Fig. 3. Immune properties of epithelial cells.

In addition to orchestrating local immune cells through the release of soluble mediators and cell–cell contact, epithelial cells possess intrinsic immune capabilities that directly influence barrier immunity. These include sensing of apoptotic cells by AXL receptor and clearance of apoptotic cells by RAC1 (ref.) (part a), inflammatory memory (part b) and circadian control of inflammation^, (part c). BMAL1, brain and muscle ARNT-like 1; CXCL5, CXC-chemokine ligand 5; GAS6, growth arrest-specific protein 6; T_H2, T helper 2; TGFβ, transforming growth factor-β.

Fig. 4. Resident epithelial–immune interactions in the airway.

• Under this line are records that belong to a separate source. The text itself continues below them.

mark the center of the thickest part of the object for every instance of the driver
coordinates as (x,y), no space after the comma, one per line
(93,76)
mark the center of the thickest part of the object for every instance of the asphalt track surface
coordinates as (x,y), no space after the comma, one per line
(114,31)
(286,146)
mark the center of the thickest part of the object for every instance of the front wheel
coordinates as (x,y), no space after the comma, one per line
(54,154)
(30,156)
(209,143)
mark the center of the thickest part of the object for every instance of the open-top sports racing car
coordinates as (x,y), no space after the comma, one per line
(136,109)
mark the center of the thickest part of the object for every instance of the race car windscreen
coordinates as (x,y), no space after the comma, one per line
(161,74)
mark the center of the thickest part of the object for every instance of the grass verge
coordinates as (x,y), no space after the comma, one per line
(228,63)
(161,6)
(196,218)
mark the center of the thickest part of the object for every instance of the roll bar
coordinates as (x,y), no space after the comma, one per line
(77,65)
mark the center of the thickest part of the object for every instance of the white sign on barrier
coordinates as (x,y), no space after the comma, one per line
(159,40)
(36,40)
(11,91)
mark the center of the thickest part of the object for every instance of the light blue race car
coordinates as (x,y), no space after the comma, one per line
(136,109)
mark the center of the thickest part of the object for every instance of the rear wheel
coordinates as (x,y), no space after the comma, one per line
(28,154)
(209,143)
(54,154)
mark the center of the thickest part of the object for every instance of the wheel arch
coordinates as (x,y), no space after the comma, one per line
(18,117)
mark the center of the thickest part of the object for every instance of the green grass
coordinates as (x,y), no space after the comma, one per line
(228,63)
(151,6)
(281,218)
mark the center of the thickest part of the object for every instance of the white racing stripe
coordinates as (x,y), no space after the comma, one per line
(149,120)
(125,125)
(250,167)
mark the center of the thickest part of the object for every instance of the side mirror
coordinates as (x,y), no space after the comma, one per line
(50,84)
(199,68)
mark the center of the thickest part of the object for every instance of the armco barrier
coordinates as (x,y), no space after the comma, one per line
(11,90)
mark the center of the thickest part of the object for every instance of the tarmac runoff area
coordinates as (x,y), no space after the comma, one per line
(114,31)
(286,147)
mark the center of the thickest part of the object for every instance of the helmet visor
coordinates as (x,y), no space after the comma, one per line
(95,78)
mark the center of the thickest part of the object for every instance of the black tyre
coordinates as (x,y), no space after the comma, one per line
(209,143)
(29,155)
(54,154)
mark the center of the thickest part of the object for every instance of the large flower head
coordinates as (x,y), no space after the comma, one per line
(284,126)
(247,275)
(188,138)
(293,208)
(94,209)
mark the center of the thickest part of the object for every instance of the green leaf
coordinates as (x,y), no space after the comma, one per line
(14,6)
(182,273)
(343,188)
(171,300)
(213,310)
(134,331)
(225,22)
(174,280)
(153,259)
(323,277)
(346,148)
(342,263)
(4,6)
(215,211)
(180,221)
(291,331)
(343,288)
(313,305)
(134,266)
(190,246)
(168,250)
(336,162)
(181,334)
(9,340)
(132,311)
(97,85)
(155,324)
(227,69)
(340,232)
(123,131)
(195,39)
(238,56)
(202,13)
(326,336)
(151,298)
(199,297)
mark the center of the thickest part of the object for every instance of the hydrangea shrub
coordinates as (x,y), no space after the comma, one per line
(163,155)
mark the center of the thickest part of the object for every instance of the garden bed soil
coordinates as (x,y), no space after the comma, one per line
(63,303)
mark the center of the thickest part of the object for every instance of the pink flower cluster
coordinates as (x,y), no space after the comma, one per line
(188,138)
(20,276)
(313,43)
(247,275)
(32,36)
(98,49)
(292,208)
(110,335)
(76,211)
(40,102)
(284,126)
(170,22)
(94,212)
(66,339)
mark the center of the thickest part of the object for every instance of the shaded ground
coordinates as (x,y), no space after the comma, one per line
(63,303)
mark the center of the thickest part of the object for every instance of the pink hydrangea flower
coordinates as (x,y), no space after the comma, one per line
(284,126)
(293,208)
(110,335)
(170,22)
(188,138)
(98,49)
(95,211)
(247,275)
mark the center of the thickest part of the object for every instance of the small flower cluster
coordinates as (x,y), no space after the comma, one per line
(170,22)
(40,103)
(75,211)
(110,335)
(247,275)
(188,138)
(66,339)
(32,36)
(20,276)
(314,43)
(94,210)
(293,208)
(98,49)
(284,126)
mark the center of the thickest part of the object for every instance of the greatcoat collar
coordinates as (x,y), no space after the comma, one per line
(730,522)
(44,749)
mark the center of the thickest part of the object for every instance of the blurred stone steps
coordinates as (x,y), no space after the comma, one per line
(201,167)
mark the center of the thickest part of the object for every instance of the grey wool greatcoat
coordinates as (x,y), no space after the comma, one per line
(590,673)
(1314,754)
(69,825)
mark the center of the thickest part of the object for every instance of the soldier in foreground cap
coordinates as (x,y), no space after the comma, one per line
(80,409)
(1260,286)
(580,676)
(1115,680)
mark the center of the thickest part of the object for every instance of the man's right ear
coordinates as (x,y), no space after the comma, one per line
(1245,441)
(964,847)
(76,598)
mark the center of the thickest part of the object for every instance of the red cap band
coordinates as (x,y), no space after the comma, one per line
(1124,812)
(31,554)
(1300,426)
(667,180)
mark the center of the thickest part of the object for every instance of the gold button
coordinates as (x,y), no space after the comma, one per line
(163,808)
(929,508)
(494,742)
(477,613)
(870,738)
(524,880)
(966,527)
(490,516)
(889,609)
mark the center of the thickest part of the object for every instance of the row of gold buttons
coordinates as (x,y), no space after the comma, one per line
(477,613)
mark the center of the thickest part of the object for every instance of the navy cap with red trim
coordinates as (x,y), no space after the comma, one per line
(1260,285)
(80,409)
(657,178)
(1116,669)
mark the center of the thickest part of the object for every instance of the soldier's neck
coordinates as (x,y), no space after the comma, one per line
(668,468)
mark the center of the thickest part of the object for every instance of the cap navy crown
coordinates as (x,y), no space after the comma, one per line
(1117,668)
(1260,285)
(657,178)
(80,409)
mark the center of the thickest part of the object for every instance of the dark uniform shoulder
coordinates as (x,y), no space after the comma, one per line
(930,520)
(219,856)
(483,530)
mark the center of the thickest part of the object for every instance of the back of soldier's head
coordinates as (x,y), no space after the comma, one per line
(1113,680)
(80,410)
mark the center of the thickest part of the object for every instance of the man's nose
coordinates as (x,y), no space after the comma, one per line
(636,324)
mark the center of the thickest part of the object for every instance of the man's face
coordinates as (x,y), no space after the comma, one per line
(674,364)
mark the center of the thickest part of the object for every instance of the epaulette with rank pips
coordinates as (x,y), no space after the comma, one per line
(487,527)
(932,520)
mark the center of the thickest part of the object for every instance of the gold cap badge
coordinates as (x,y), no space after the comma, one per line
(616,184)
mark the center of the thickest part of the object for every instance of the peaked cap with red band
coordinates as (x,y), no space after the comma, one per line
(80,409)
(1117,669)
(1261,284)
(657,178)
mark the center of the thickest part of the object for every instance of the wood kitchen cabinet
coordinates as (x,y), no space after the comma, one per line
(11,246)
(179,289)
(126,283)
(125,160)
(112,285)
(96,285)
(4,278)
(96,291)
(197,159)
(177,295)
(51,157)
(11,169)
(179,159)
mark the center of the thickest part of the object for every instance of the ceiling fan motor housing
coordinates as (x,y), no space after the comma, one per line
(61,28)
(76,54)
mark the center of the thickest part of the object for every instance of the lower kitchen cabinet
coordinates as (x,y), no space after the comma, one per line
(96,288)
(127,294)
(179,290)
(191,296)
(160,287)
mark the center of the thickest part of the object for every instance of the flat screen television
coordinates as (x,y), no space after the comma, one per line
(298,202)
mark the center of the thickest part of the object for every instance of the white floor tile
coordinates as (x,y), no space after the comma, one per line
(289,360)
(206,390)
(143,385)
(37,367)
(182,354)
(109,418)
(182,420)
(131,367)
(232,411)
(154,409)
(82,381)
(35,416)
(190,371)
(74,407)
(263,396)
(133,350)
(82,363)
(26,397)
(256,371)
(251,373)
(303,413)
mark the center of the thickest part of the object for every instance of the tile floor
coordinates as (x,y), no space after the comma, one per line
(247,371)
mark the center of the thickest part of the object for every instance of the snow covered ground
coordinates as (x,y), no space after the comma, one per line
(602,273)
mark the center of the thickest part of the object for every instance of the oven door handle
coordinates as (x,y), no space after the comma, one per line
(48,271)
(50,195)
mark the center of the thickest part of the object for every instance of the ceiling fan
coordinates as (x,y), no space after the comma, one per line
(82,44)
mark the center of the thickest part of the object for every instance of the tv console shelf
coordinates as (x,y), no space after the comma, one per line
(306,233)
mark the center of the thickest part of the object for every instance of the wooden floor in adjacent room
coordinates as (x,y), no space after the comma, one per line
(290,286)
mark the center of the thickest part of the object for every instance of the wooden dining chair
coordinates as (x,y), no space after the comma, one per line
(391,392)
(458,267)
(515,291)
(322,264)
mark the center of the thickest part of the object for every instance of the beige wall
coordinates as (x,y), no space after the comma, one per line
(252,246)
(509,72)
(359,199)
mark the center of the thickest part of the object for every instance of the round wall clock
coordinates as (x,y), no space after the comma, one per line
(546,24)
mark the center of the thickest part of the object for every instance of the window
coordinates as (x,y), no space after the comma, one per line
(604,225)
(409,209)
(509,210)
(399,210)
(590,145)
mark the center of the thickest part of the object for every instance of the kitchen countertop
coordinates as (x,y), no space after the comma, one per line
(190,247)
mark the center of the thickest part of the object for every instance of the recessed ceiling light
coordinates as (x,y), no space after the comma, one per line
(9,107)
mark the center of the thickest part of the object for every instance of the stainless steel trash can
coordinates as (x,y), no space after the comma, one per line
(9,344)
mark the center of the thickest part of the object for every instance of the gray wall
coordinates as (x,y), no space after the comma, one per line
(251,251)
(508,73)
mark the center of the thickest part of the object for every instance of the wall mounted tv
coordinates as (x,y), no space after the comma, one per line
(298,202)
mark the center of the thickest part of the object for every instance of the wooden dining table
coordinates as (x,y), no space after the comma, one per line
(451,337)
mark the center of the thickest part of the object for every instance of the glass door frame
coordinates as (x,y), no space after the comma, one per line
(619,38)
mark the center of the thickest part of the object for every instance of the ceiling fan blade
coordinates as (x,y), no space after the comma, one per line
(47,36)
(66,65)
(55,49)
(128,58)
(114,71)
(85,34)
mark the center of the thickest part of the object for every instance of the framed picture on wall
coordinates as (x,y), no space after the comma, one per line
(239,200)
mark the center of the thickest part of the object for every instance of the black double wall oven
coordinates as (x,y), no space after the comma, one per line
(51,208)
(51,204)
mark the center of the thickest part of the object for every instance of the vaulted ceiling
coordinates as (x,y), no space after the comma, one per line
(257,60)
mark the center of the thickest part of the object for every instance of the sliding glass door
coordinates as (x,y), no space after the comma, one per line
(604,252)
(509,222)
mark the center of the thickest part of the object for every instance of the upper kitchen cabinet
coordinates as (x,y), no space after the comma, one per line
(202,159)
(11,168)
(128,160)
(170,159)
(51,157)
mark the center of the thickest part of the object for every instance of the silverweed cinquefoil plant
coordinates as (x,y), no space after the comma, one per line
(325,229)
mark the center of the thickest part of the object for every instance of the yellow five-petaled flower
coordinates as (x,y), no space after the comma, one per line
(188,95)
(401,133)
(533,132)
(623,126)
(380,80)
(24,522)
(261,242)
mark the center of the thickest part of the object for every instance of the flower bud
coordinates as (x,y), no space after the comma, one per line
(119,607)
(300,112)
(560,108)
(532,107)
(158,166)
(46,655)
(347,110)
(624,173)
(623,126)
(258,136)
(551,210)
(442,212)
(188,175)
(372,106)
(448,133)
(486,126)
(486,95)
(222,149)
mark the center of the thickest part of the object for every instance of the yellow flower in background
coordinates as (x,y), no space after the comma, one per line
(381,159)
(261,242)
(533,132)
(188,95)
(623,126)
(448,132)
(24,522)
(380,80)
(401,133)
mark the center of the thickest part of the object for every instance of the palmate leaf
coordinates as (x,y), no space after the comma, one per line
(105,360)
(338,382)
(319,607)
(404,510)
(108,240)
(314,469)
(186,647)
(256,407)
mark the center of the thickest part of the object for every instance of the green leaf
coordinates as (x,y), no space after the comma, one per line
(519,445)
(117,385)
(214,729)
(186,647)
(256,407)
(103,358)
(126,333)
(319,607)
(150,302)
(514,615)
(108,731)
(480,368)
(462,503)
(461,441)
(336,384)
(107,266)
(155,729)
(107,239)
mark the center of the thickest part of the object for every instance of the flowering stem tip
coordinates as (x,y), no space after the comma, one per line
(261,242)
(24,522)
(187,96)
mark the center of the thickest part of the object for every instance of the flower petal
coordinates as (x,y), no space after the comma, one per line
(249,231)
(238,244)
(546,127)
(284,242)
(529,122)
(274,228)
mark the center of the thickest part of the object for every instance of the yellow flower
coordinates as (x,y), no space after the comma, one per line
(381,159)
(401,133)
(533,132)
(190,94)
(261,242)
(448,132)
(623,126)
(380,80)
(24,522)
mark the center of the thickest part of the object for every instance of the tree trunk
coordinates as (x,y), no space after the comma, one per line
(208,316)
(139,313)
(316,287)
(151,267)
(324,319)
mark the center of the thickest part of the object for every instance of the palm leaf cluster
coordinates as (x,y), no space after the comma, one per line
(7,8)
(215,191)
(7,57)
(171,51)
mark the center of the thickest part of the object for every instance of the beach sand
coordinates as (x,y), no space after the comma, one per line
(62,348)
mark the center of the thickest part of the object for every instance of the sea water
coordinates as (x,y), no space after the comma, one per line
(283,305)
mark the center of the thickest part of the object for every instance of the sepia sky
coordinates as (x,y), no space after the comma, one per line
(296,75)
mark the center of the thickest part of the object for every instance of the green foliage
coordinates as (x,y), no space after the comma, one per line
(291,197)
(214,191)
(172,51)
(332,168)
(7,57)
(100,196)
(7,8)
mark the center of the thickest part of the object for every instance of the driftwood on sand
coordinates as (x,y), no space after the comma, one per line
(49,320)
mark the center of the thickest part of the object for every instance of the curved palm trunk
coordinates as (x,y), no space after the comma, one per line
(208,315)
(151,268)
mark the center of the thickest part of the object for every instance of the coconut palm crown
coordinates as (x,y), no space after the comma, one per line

Complex crosstalk exists between epithelial cells and resident and recruited immune cell populations in the airways. These interactions depend on the specific environmental stimuli, for example, infection with viruses and bacteria or exposure to allergens. Transcriptomic studies have provided enhanced insight into the changes in cell functional state that are driven by these interactions. This figure provides specific examples and is not exhaustive. AHR, airway hyperresponsiveness; cDC2, type 2 conventional dendritic cell; CSF1, colony-stimulating factor 1; CXCL, CXC-chemokine ligand; CXCR6, CXC-chemokine receptor 6; DC, dendritic cell; IFN, interferon; LN, lymph node; MAIT cell, mucosal associated invariant T cell; T_RM cell, tissue resident memory T cell.

Fig. 5. Neuroimmune interactions at the pulmonary epithelium.

The lungs are densely innervated and complex interactions between epithelial cells, neurons and immune cells facilitate sensing of the external inhaled environment. Pulmonary reactions to stimuli, such as pathogens, pollutants, toxins and environmental changes, result in avoidance reflexes and inflammation. Sensory neurons release vasoactive peptide (VIP), which binds to VIP receptor 2 (VIPR2) expressed by group 2 innate lymphoid cells (ILCs) and T helper 2 cells, resulting in the release of IL-5, which stimulates the release of more IL-5 from these neurons, generating an amplifying loop to enhance allergic responses. Communication between group 2 ILCs and pulmonary neuroendocrine cells (PNECs) occurs via calcitonin gene-related peptide (CGRP) to maximize the ILC-derived expression of IL-5 and GABA to elicit mucus generation. By contrast, CGRP inhibits neutrophils and γδ T cells during bacterial infections. Cholinergic neurons react to allergens and helminths to amplify type 2 inflammation via the secretion of neuromedin U (NMU) which reacts with NMU receptor 1 (NMUR1) on group 2 ILCs to enhance cytokine secretion.